Jackson also brings experience that might resonate with the North Carolina voters that Democrats need to reach. He lives in the same community where he grew up like a lot of the state’s rural residents. He attended public schools and when he returned to Knightdale after college, he became deeply involved in civic affairs. He brings a work ethic and commitment to his community to the job.

Jackson worked his way through college. He first went to the University of North Carolina at Chapel Hill right after high school. Instead of completing his degree in four years, though, he dropped out and returned home. Shortly afterward, he married and they started a family.

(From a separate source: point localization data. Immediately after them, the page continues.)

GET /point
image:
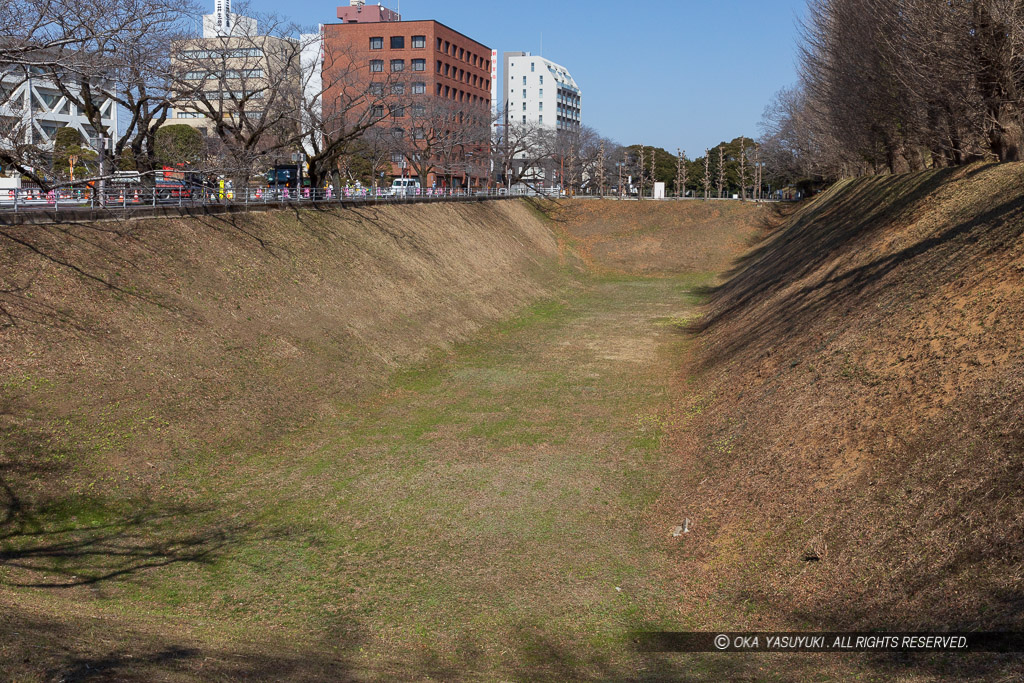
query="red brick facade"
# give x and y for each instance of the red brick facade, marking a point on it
(430, 56)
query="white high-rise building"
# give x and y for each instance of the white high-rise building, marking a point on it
(538, 90)
(33, 109)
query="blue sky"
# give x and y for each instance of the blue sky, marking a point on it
(669, 73)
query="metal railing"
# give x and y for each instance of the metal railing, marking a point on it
(127, 198)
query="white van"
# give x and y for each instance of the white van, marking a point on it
(404, 187)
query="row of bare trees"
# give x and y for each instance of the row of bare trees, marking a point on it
(896, 85)
(258, 99)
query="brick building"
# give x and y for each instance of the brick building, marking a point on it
(416, 68)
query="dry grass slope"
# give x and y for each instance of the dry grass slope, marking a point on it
(130, 347)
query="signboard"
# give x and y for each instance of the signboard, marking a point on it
(222, 16)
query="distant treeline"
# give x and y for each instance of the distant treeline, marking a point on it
(900, 85)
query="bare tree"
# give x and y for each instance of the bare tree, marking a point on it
(707, 173)
(642, 175)
(522, 151)
(98, 56)
(720, 185)
(742, 169)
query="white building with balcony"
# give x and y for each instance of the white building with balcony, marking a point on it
(538, 90)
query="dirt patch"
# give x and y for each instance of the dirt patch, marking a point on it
(657, 238)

To support his young family, Jackson went to work in retail at the Baby Superstore. A year or so later, he returned to UNC, driving to Chapel Hill for classes while working full-time in the store’s warehouse. Jackson finished his degree and continued his education at Duke University School of Law while keeping his job at the Baby Superstore. Since finishing law school, he’s been a small-town lawyer serving people across eastern Wake County, including many folks he’s known his whole life.

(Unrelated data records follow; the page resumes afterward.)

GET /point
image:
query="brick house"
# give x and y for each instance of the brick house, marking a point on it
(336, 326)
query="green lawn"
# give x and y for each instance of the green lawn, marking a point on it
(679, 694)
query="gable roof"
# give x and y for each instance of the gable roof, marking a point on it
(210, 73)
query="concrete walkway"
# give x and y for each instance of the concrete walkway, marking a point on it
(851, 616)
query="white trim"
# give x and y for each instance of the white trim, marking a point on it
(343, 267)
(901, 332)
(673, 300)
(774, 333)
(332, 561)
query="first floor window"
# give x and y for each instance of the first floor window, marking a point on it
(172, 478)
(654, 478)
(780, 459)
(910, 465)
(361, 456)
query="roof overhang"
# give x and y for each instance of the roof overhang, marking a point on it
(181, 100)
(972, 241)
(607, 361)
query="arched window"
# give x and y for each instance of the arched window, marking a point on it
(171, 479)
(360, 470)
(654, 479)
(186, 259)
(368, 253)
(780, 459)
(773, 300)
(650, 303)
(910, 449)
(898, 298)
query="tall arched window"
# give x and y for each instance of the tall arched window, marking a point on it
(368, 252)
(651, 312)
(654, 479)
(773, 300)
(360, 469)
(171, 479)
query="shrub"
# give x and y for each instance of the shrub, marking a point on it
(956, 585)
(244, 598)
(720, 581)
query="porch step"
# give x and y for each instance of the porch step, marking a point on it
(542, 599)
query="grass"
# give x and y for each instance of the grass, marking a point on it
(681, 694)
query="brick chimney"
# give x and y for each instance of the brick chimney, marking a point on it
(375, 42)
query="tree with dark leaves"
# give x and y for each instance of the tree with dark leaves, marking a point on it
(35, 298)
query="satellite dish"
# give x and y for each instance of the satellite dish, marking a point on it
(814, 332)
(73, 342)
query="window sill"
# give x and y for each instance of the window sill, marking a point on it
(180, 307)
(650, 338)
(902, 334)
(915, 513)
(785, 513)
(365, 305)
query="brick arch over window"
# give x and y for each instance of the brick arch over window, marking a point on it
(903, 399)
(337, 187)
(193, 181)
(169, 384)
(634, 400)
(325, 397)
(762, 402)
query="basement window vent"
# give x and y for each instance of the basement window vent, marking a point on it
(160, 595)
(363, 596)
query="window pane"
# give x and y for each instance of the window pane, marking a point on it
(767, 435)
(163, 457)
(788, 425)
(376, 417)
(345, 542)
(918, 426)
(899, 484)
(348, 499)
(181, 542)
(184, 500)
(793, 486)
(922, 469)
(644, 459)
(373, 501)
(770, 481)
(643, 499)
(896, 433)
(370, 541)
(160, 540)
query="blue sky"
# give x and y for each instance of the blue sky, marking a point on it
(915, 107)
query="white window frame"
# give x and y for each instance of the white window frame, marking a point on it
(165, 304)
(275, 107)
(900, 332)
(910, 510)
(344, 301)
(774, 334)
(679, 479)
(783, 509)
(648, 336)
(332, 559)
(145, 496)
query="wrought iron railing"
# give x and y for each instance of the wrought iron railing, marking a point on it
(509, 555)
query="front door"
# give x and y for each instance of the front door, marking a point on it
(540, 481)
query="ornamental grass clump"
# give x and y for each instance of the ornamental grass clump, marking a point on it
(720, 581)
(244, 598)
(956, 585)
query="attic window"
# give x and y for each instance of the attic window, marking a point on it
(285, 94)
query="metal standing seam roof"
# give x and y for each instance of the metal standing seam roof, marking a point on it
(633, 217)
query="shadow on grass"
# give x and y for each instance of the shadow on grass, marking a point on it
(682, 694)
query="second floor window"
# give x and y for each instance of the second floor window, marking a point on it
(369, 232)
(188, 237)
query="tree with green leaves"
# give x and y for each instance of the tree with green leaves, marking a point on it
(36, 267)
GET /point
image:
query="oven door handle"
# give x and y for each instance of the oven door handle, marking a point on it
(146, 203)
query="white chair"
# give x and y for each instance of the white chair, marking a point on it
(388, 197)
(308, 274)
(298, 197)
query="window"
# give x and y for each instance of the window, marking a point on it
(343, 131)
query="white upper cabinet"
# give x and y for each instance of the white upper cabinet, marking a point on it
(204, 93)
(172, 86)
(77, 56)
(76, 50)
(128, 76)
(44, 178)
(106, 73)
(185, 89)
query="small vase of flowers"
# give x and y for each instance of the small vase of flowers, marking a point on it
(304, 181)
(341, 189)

Jackson brings experience to the job that Democrats need. He understands that his party has a long way to go before it can become the majority party again and his vocal opposition to Republican measures, especially HB2, made him a leader among his peers. After so many years as a majority party, Democrats have, at time, had difficulty finding their way as an effective minority party.

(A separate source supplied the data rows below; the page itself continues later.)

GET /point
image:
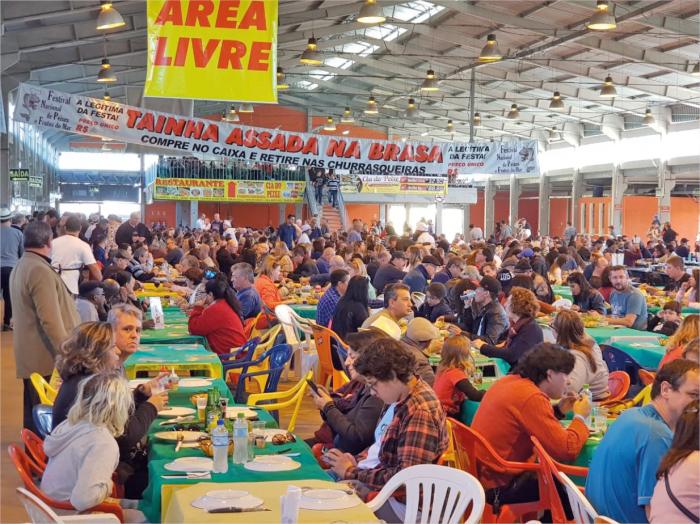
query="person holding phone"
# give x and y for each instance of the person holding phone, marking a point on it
(350, 413)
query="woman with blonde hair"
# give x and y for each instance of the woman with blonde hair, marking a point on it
(687, 331)
(82, 451)
(590, 368)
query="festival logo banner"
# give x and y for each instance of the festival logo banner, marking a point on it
(198, 136)
(261, 191)
(393, 185)
(493, 158)
(212, 50)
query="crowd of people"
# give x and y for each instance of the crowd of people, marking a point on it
(73, 306)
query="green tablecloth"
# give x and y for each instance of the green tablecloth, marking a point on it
(161, 453)
(563, 292)
(190, 356)
(305, 310)
(647, 353)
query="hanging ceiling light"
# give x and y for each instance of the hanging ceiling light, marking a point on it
(603, 19)
(347, 117)
(371, 106)
(411, 108)
(371, 13)
(608, 90)
(281, 83)
(311, 56)
(430, 82)
(109, 18)
(490, 52)
(329, 125)
(556, 102)
(106, 74)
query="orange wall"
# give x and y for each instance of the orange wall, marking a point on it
(365, 212)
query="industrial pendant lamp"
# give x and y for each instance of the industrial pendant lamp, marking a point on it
(109, 18)
(608, 90)
(603, 19)
(371, 106)
(347, 117)
(311, 56)
(281, 79)
(430, 82)
(490, 52)
(411, 108)
(106, 74)
(329, 125)
(556, 103)
(371, 13)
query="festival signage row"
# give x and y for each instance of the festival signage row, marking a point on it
(262, 191)
(191, 136)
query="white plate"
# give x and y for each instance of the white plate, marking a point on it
(269, 463)
(194, 382)
(190, 436)
(208, 503)
(233, 411)
(327, 499)
(176, 411)
(189, 464)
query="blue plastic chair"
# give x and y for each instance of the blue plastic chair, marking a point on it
(277, 358)
(42, 414)
(618, 360)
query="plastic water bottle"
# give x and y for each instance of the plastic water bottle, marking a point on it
(240, 440)
(219, 440)
(587, 392)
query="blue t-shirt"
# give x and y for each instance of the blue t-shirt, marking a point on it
(630, 301)
(622, 474)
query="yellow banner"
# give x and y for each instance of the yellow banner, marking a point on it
(262, 191)
(212, 50)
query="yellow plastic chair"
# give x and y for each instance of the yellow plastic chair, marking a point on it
(46, 393)
(283, 399)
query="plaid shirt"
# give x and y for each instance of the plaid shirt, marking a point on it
(416, 435)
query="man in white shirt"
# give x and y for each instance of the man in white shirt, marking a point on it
(69, 254)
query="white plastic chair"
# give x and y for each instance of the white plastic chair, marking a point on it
(584, 512)
(298, 334)
(39, 512)
(445, 494)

In addition, he’s got blue-collar roots with an impressive professional pedigree. Jackson grew up in eastern Wake County when places like Knightdale and Garner had as much in common with small towns in eastern North Carolina as they do with the suburban areas they’ve become today. He still speaks with a distinct Southern accent that’s heard less frequently now than a decade or so ago.

Jackson’s leadership skills will be tested quickly this year. Not only does the legislature hold its long session, North Carolina has court-ordered legislative elections. Jackson will need to show that he can play the inside game in Raleigh while leading his caucus to connect with voters across the state. Those conversations are often, if not usually, quite different.

Jackson comes with a lot of assets. He’s been in the legislature long enough to understand how it works and he’s shown that he can work with members of both parties. His history indicates the type of work ethic necessary for a legislative leader and one respected by voters in a state like North Carolina. Finally, his small-town background in a rapidly growing county might help him bridge the rural-urban/suburban divide that has frustrated Democrats in recent years.